Standing in stark contrast to the current pacemaker implantation procedure, installing the Micra doesn’t require a surgical incision in the chest, nor does it create a “pocket” under the skin. Removing any visible signs of the device, as well as eliminating a potential source of complications, are attractive incentives for pacemaker patients.
“I’ve never thought of myself as a typical pacemaker person,” admitted Betty Funk, who received the Micra TPS in January of this year, becoming the first patient in Houston to have the procedure performed. “I’ve talked to other people who have pacemakers, and it worried me that a pacemaker might wake me up at night. But the Micra hasn’t at all.”
Funk, 62, has suffered from two strokes over the past few years, which led to the realization that her heart had a tendency to stop beating for short intervals at night—up to 20 seconds, at the most.
“Needing a pacemaker was a little bit of a surprise for me, even in the aftermath of those issues,” she said. “Initially, I thought I was going to receive the traditional type of pacemaker, but Dr. Seger asked if I wanted to participate in this study. My husband and I were both on board. I didn’t really have many reservations—it was something new and it was an opportunity for us.”
After a brief procedure—30 to 40 minutes—Funk was up and moving that same day. “I had to spend the night, but I can’t complain about anything, really,” she laughed. “I don’t remember any big restrictions, but I did take it easy for a couple of days following the procedure.

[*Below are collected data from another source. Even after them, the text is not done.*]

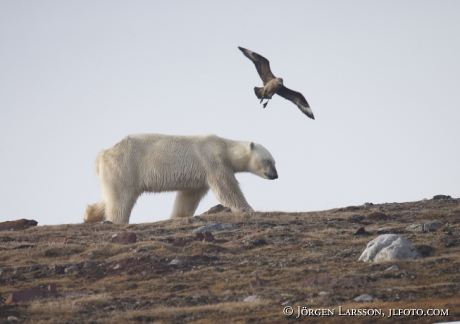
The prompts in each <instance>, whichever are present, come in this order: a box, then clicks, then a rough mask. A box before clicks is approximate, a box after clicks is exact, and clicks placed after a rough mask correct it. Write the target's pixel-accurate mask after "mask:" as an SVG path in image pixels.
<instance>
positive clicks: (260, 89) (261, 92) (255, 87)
mask: <svg viewBox="0 0 460 324" xmlns="http://www.w3.org/2000/svg"><path fill="white" fill-rule="evenodd" d="M254 92H255V93H256V96H257V98H259V99H262V98H263V96H264V93H263V92H264V88H258V87H254Z"/></svg>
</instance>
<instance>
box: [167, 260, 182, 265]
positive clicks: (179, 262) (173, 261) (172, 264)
mask: <svg viewBox="0 0 460 324" xmlns="http://www.w3.org/2000/svg"><path fill="white" fill-rule="evenodd" d="M183 264H184V261H182V260H179V259H174V260H172V261H171V262H170V263H169V265H177V266H179V265H183Z"/></svg>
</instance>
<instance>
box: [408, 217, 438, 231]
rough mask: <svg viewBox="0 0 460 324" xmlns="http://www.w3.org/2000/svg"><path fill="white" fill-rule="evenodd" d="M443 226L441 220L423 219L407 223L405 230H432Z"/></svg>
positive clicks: (433, 230) (426, 230) (437, 228)
mask: <svg viewBox="0 0 460 324" xmlns="http://www.w3.org/2000/svg"><path fill="white" fill-rule="evenodd" d="M443 226H444V223H443V222H441V221H440V220H437V219H435V220H430V221H423V222H422V223H417V224H412V225H409V226H407V227H406V231H408V232H416V233H426V232H434V231H436V230H438V229H439V228H441V227H443Z"/></svg>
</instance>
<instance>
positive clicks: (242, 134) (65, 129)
mask: <svg viewBox="0 0 460 324" xmlns="http://www.w3.org/2000/svg"><path fill="white" fill-rule="evenodd" d="M237 46H242V47H245V48H248V49H250V50H252V51H255V52H257V53H259V54H261V55H263V56H265V57H266V58H268V59H269V60H270V64H271V67H272V71H273V73H274V74H275V75H276V76H278V77H282V78H283V79H284V83H285V85H286V86H287V87H289V88H291V89H293V90H297V91H300V92H302V93H303V94H304V96H305V97H306V99H307V100H308V102H309V103H310V106H311V107H312V110H313V112H314V114H315V117H316V120H315V121H313V120H310V119H309V118H307V117H306V116H304V115H303V114H302V113H301V112H300V111H299V110H298V108H297V107H296V106H295V105H293V104H292V103H291V102H289V101H287V100H285V99H283V98H281V97H278V96H275V97H274V99H273V100H272V101H271V102H270V103H269V104H268V106H267V108H266V109H263V108H262V106H261V105H260V104H259V101H258V100H257V98H256V97H255V95H254V92H253V87H254V86H260V85H261V80H260V79H259V77H258V75H257V72H256V70H255V67H254V65H253V64H252V63H251V62H250V61H249V60H248V59H247V58H246V57H245V56H244V55H243V54H242V53H241V52H240V51H239V50H238V48H237ZM459 58H460V1H422V0H420V1H379V2H377V1H352V2H351V1H346V2H345V1H276V2H275V1H227V2H223V1H5V0H0V112H1V113H0V148H1V150H0V161H1V168H0V201H1V212H0V220H1V221H5V220H13V219H19V218H28V219H35V220H37V221H38V222H39V225H46V224H62V223H78V222H81V221H82V219H83V214H84V211H85V208H86V205H87V204H89V203H94V202H96V201H98V200H99V198H100V192H99V187H98V181H97V176H96V174H95V172H94V161H95V158H96V155H97V154H98V152H99V151H100V150H102V149H105V148H109V147H111V146H112V145H114V144H115V143H117V142H118V141H119V140H121V139H122V138H123V137H124V136H126V135H128V134H130V133H144V132H145V133H146V132H149V133H165V134H184V135H186V134H203V133H215V134H217V135H219V136H222V137H227V138H230V139H235V140H247V141H255V142H258V143H261V144H263V145H264V146H265V147H266V148H267V149H268V150H269V151H270V152H271V153H272V155H273V156H274V157H275V159H276V161H277V169H278V173H279V179H278V180H274V181H267V180H264V179H261V178H258V177H256V176H253V175H250V174H241V175H238V176H237V178H238V179H239V181H240V183H241V186H242V189H243V192H244V193H245V196H246V198H247V200H248V202H249V203H250V204H251V205H252V207H253V208H254V209H256V210H261V211H274V210H278V211H313V210H323V209H329V208H335V207H342V206H347V205H357V204H363V203H364V202H374V203H385V202H405V201H413V200H420V199H423V198H431V197H432V196H433V195H435V194H448V195H452V196H454V197H459V196H460V186H459V184H460V168H459V161H460V150H459V140H460V109H459V105H460V89H459V85H460V63H459ZM173 200H174V194H173V193H167V194H166V193H163V194H156V195H151V194H149V195H143V196H142V197H140V199H139V200H138V203H137V205H136V206H135V207H134V210H133V213H132V215H131V223H143V222H153V221H158V220H164V219H168V218H169V215H170V213H171V210H172V204H173ZM217 203H218V202H217V200H216V198H215V197H214V194H213V193H212V192H210V193H209V194H208V196H207V197H206V198H205V199H204V200H203V201H202V203H201V204H200V206H199V209H198V210H197V214H199V213H201V212H203V211H205V210H207V209H208V208H210V207H211V206H213V205H215V204H217Z"/></svg>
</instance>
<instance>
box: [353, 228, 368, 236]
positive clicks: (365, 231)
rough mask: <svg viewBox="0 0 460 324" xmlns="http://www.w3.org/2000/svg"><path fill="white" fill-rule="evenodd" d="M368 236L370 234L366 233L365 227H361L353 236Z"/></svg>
mask: <svg viewBox="0 0 460 324" xmlns="http://www.w3.org/2000/svg"><path fill="white" fill-rule="evenodd" d="M366 234H369V233H368V232H366V229H365V228H364V227H361V228H360V229H358V230H357V231H356V233H355V234H353V235H366Z"/></svg>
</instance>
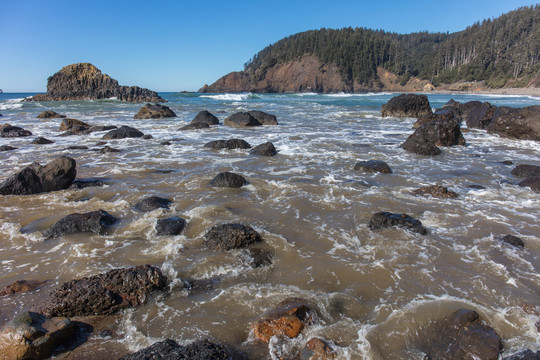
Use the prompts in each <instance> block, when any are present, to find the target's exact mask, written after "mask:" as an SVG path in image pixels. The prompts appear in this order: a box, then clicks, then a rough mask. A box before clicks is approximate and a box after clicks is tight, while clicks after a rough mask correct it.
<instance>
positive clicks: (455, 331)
mask: <svg viewBox="0 0 540 360" xmlns="http://www.w3.org/2000/svg"><path fill="white" fill-rule="evenodd" d="M426 340H427V344H426V346H425V347H424V348H423V349H421V350H422V351H423V352H424V353H426V354H427V356H428V358H429V359H441V360H458V359H460V360H461V359H475V360H497V359H498V357H499V352H500V350H501V348H502V342H501V338H500V337H499V335H497V333H496V332H495V330H493V329H492V328H490V327H489V326H486V325H484V324H483V323H482V322H481V321H480V316H479V315H478V313H477V312H476V311H473V310H468V309H460V310H457V311H456V312H454V313H453V314H452V315H450V316H449V317H448V318H447V319H446V320H445V321H444V323H443V324H442V328H441V329H440V330H439V331H434V332H433V333H432V338H431V337H429V336H428V338H427V339H426Z"/></svg>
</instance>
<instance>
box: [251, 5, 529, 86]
mask: <svg viewBox="0 0 540 360" xmlns="http://www.w3.org/2000/svg"><path fill="white" fill-rule="evenodd" d="M304 54H310V55H313V56H316V57H317V58H318V59H319V60H320V61H321V63H323V64H326V63H334V64H336V65H337V67H338V68H339V70H340V72H341V74H342V76H343V80H344V81H346V82H348V83H350V82H353V81H356V82H358V83H360V84H362V85H364V86H368V87H374V86H376V85H380V80H379V78H378V76H377V68H378V67H382V68H385V69H387V70H389V71H391V72H393V73H395V74H398V75H399V76H401V81H402V83H403V84H404V83H406V82H407V80H408V79H409V78H410V77H411V76H417V77H420V78H422V79H427V80H429V81H431V82H432V83H433V84H435V85H438V84H440V83H454V82H457V81H479V80H485V81H486V84H487V85H488V86H490V87H494V88H497V87H502V86H504V85H505V84H507V83H509V82H511V81H512V82H513V85H514V86H525V85H526V84H527V82H528V81H529V80H530V79H531V78H533V77H535V76H538V75H539V73H540V65H539V64H540V5H534V6H531V7H522V8H519V9H517V10H514V11H512V12H509V13H507V14H504V15H502V16H500V17H498V18H497V19H494V20H491V19H488V20H484V21H483V22H481V23H479V22H478V23H476V24H474V25H472V26H470V27H468V28H467V29H466V30H464V31H461V32H457V33H453V34H447V33H428V32H421V33H413V34H407V35H400V34H396V33H389V32H385V31H382V30H370V29H366V28H354V29H353V28H344V29H340V30H334V29H321V30H313V31H306V32H303V33H299V34H295V35H291V36H289V37H287V38H284V39H282V40H280V41H278V42H276V43H275V44H273V45H270V46H267V47H266V48H264V49H263V50H262V51H260V52H259V53H257V54H256V55H255V56H254V57H253V58H252V59H251V60H250V61H248V62H247V63H246V64H245V71H246V72H248V73H250V74H251V75H252V76H253V78H254V80H261V79H263V78H264V77H265V75H266V72H267V71H268V69H269V68H271V67H272V66H274V65H276V64H279V63H284V62H289V61H291V60H295V59H298V58H300V57H302V55H304Z"/></svg>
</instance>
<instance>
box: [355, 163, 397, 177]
mask: <svg viewBox="0 0 540 360" xmlns="http://www.w3.org/2000/svg"><path fill="white" fill-rule="evenodd" d="M354 170H357V171H359V170H361V171H365V172H369V173H375V172H380V173H383V174H391V173H392V170H391V169H390V166H388V164H387V163H385V162H384V161H380V160H368V161H360V162H358V163H356V165H354Z"/></svg>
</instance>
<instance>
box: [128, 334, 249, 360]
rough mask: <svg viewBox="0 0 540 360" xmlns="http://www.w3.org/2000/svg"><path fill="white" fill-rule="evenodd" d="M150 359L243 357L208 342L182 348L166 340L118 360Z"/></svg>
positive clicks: (195, 343) (240, 358) (188, 345)
mask: <svg viewBox="0 0 540 360" xmlns="http://www.w3.org/2000/svg"><path fill="white" fill-rule="evenodd" d="M151 359H170V360H176V359H178V360H232V359H235V360H236V359H243V357H240V356H238V355H236V354H233V353H232V352H231V350H229V348H228V347H227V346H225V345H219V344H214V343H212V342H211V341H209V340H198V341H194V342H192V343H191V344H188V345H185V346H182V345H179V344H178V343H177V342H176V341H174V340H171V339H166V340H163V341H160V342H157V343H154V344H153V345H151V346H149V347H147V348H145V349H142V350H140V351H137V352H135V353H133V354H129V355H126V356H124V357H122V358H120V359H118V360H151Z"/></svg>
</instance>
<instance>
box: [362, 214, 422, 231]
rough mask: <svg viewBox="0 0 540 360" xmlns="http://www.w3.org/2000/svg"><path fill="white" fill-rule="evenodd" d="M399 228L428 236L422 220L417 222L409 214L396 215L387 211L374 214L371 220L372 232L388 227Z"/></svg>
mask: <svg viewBox="0 0 540 360" xmlns="http://www.w3.org/2000/svg"><path fill="white" fill-rule="evenodd" d="M392 226H397V227H400V228H403V229H406V230H409V231H411V232H415V233H419V234H421V235H426V234H427V230H426V228H425V227H424V226H422V223H421V222H420V220H417V219H415V218H413V217H411V216H409V215H407V214H394V213H390V212H386V211H382V212H378V213H376V214H374V215H373V216H372V217H371V219H370V220H369V223H368V227H369V229H370V230H379V229H383V228H387V227H392Z"/></svg>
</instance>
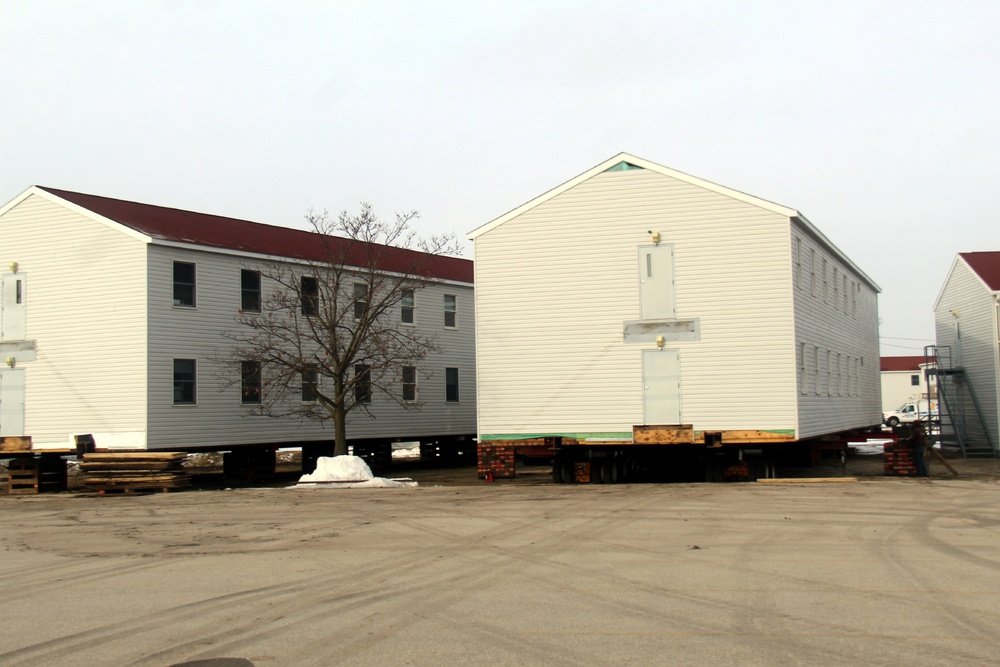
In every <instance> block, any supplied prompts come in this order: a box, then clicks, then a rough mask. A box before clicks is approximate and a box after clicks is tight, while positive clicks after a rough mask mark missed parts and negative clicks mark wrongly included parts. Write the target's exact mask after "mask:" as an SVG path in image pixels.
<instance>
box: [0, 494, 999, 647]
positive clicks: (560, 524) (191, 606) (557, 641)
mask: <svg viewBox="0 0 1000 667" xmlns="http://www.w3.org/2000/svg"><path fill="white" fill-rule="evenodd" d="M0 549H2V553H3V557H2V558H0V586H2V590H3V594H2V595H0V618H2V619H3V633H2V634H0V664H4V665H81V664H88V665H127V664H134V665H173V664H179V663H184V662H187V661H194V660H206V659H212V658H216V659H218V658H233V659H236V658H239V659H241V660H242V661H240V662H232V661H229V662H227V661H220V660H216V661H215V664H217V665H223V664H242V665H248V664H253V665H258V666H264V665H331V664H344V665H385V664H411V665H442V664H469V663H473V662H474V663H478V664H485V665H578V664H594V665H621V664H627V663H632V664H742V665H747V664H751V665H753V664H759V665H776V664H823V665H838V664H843V665H848V664H850V665H857V664H906V665H931V664H934V665H937V664H995V660H996V656H997V655H998V654H1000V646H998V643H1000V638H998V633H997V631H996V628H997V627H1000V484H998V483H997V482H996V481H995V479H992V478H986V479H980V480H971V481H970V480H963V479H958V480H947V479H935V480H932V481H917V480H900V479H885V478H876V479H869V480H862V481H861V482H857V483H838V484H789V485H763V484H728V485H705V484H681V485H635V486H632V485H620V486H555V485H547V484H526V485H521V484H518V485H509V484H493V485H487V484H478V485H470V486H427V485H425V486H421V487H419V488H416V489H362V490H330V489H320V490H316V489H311V490H304V489H283V488H268V489H244V490H231V491H224V490H216V491H192V492H186V493H179V494H168V495H148V496H116V497H82V496H79V495H76V496H74V495H70V494H60V495H54V496H35V497H21V498H13V497H11V498H0Z"/></svg>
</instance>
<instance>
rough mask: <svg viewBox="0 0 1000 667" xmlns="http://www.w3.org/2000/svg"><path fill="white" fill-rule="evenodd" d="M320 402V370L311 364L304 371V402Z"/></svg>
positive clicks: (302, 374) (314, 402)
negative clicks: (319, 399)
mask: <svg viewBox="0 0 1000 667" xmlns="http://www.w3.org/2000/svg"><path fill="white" fill-rule="evenodd" d="M318 401H319V370H318V369H317V368H316V366H315V365H313V364H309V365H307V366H306V368H305V370H303V371H302V402H303V403H316V402H318Z"/></svg>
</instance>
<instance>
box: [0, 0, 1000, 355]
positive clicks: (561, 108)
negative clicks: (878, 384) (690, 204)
mask: <svg viewBox="0 0 1000 667" xmlns="http://www.w3.org/2000/svg"><path fill="white" fill-rule="evenodd" d="M998 35H1000V3H998V2H995V0H994V1H991V2H985V1H984V2H972V1H960V0H954V1H951V2H926V1H920V0H910V1H907V2H881V1H878V0H869V1H866V2H854V1H845V0H839V1H838V2H828V1H824V2H808V1H803V0H800V1H796V2H766V1H753V0H745V1H743V2H713V1H711V0H702V1H700V2H698V1H691V2H670V1H668V0H650V1H648V2H642V1H640V2H630V1H628V0H618V1H616V2H607V1H606V0H602V1H599V2H588V1H578V2H569V1H562V0H530V1H520V0H504V1H503V2H476V1H475V0H465V1H458V0H456V1H443V0H442V1H432V0H419V1H413V2H390V1H381V0H367V1H358V2H354V1H348V0H344V1H336V0H332V1H330V0H328V1H326V2H294V1H287V0H286V1H285V2H263V1H254V0H239V1H235V0H234V1H222V0H202V1H196V0H162V1H154V0H146V1H143V2H137V1H135V0H121V1H118V2H112V1H100V0H90V1H87V2H75V1H71V0H64V1H56V0H25V1H22V0H0V86H2V87H0V91H2V92H0V94H2V97H0V100H2V103H0V133H2V136H3V143H2V157H0V200H2V201H4V202H6V201H7V200H9V199H11V198H13V197H14V196H15V195H17V194H18V193H20V192H21V191H23V190H24V189H25V188H27V187H28V186H29V185H36V184H37V185H48V186H52V187H57V188H64V189H68V190H76V191H81V192H88V193H92V194H99V195H105V196H110V197H117V198H120V199H129V200H133V201H141V202H147V203H152V204H160V205H165V206H172V207H176V208H183V209H190V210H196V211H202V212H206V213H214V214H218V215H226V216H231V217H238V218H245V219H249V220H256V221H260V222H268V223H272V224H281V225H287V226H297V227H302V226H303V215H304V214H305V212H306V211H307V210H308V209H310V208H314V209H324V208H326V209H329V210H331V211H339V210H342V209H345V208H347V209H356V208H357V204H358V202H360V201H370V202H372V203H373V204H374V205H375V207H376V210H377V211H379V212H380V213H381V214H382V215H385V216H391V215H392V214H393V212H394V211H397V210H410V209H417V210H419V211H420V212H421V223H420V225H421V229H422V230H423V231H424V232H426V233H430V232H437V231H454V232H456V233H458V234H460V235H461V236H462V237H463V238H464V234H465V233H466V232H468V231H469V230H471V229H474V228H475V227H478V226H479V225H481V224H483V223H485V222H488V221H489V220H491V219H493V218H495V217H497V216H499V215H500V214H502V213H505V212H506V211H508V210H510V209H512V208H514V207H515V206H518V205H520V204H522V203H524V202H525V201H527V200H529V199H531V198H533V197H535V196H536V195H539V194H541V193H542V192H544V191H546V190H548V189H550V188H551V187H554V186H555V185H558V184H559V183H562V182H563V181H565V180H568V179H569V178H572V177H573V176H576V175H577V174H579V173H581V172H583V171H585V170H586V169H588V168H590V167H592V166H593V165H595V164H597V163H599V162H601V161H602V160H604V159H606V158H608V157H611V156H613V155H614V154H616V153H618V152H620V151H628V152H630V153H633V154H636V155H638V156H640V157H643V158H646V159H648V160H652V161H654V162H658V163H660V164H663V165H666V166H668V167H672V168H674V169H678V170H680V171H684V172H687V173H689V174H692V175H694V176H698V177H701V178H704V179H707V180H710V181H714V182H716V183H720V184H722V185H726V186H728V187H731V188H735V189H737V190H742V191H744V192H747V193H750V194H753V195H756V196H758V197H762V198H764V199H768V200H771V201H774V202H777V203H779V204H783V205H785V206H789V207H792V208H796V209H798V210H799V211H801V212H802V213H803V214H804V215H805V216H806V217H808V218H809V219H810V220H811V221H812V222H813V223H815V224H816V225H817V226H818V227H819V228H820V229H821V230H823V232H824V233H825V234H826V235H827V236H828V237H829V238H830V239H831V240H832V241H833V242H834V243H835V244H837V245H838V246H839V247H840V248H841V250H843V251H844V252H845V253H846V254H847V255H848V256H850V257H851V258H852V259H853V260H854V261H855V263H856V264H857V265H858V266H859V267H861V268H862V269H863V270H864V271H865V272H867V273H868V275H869V276H871V277H872V278H873V279H874V280H875V281H876V282H877V283H879V284H880V285H881V286H882V288H883V293H882V295H881V297H880V314H881V319H882V327H881V334H882V337H883V338H882V353H883V354H919V353H920V352H921V349H922V345H924V344H926V343H931V342H933V341H932V340H931V339H932V338H933V336H934V329H933V315H932V312H931V308H932V305H933V302H934V299H935V298H936V296H937V293H938V290H939V289H940V287H941V285H942V283H943V281H944V278H945V275H946V273H947V270H948V268H949V267H950V265H951V262H952V261H953V259H954V257H955V255H956V253H958V252H964V251H973V250H1000V232H998V229H1000V226H998V222H997V217H996V214H997V211H1000V187H998V186H997V183H996V180H997V176H998V174H1000V129H998V128H1000V113H998V112H1000V38H998ZM467 254H469V256H471V247H470V248H469V251H468V253H467Z"/></svg>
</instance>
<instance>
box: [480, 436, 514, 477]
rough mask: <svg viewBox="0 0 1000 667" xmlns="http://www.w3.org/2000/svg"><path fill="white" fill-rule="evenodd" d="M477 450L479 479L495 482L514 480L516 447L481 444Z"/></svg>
mask: <svg viewBox="0 0 1000 667" xmlns="http://www.w3.org/2000/svg"><path fill="white" fill-rule="evenodd" d="M503 442H506V441H503ZM476 449H477V454H478V456H477V459H478V461H477V463H478V465H477V470H476V472H477V473H478V475H479V479H485V480H487V481H493V480H494V479H513V478H514V476H515V467H514V452H515V451H516V447H515V446H514V445H513V444H509V445H489V444H483V443H479V444H478V445H477V446H476Z"/></svg>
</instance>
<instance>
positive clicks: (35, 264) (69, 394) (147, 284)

The only thing that really affected me was when they told me I couldn’t take a bath for 10 days—I like to take baths, so that was the worst part!”
In spite of the success of Funk’s experience, Seger noted that there are still some potential risks associated with the Micra’s innovative approach, which are being evaluated in the clinical trial. “It’s a little different from the risks associated with a traditional pacemaker procedure,” he said. “These devices require delivery systems, which may disrupt the structural integrity of the heart. We have the capability to remove them in the first several months, but after they’ve grown in, we install another device if needed.”
Fortunately, the future may be bright for the tiny transcatheter pacing system. While the current Micra TPS design allows practitioners to regulate pacing solely in the lower chamber of the heart, those boundaries are being tested.
“The future of this technology will likely allow us to put small devices in multiple chambers of the heart,” said Seger. “These devices will be able to communicate with each other—instead of being connected physically, they’ll be connected through different types of frequencies so that when one beats, the other can beat synchronously. These may even be able to communicate with something that we implant under the skin, such as a defibrillator. There’s no question that this is the direction that the field is headed, and it’s going to completely change what we do.”